Pumpkin Banana Bread & Book Review
Serves: 1 loaf
  • 4 Tb. unsalted butter, melted
  • ½ cup sugar
  • ½ cup brown sugar
  • 1 egg
  • 6 ounces plain or vanilla Greek yogurt
  • 1 Tb. vanilla extract
  • 2 Tb. molasses (optional)
  • 1 cup pumpkin puree
  • 1 cup mashed bananas (2 bananas)
  • ½-1 tsp. ground cinnamon (add ½ tsp. for less flavor and 1 tsp. for more)
  • ½ tsp. pumpkin pie spice (or simply use the 1 tsp. cinnamon above with ¼ tsp. nutmeg and ginger, each)
  • ¼ tsp. ground cloves
  • ½ tsp. salt
  • 1 and ⅔ cups white whole wheat flour or all-purpose flour
  • 1 and ½ tsp. baking soda
  1. Preheat the oven to 350 degrees. Spray a 9x5 pan with baking or cooking spray. I love baking spray myself.

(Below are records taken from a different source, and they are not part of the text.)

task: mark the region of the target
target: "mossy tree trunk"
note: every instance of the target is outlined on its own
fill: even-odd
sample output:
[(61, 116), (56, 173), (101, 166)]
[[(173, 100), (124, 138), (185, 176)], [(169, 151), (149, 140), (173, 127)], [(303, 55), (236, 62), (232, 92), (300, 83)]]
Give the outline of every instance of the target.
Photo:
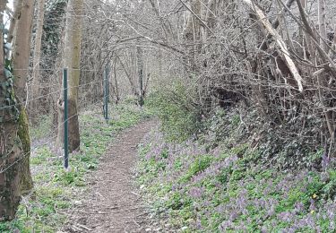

  2. In a great big microwave safe bowl, add the butter to melt if you have not done so.
  3. Add the sugars, egg, yogurt, vanilla, pumpkin and bananas. Mix until smooth with a fork or mixer.
  4. Add the spices. Stir until mixed in.
  5. Add the flour and baking soda on top. With your fork, blend the flour and baking soda together so it is mixed around. Then, use your fork or a spatula to mix the wet and dry ingredients together. Stir until JUST combined. A few streaks of flour is okay.
  6. Pour into the 9x5 pan and bake for 60 minutes. Begin watching it after about 50 minutes.
  7. If the bread becomes too dark on top while baking, loosely cover with foil. I usually check for this around the 30-45 minute mark.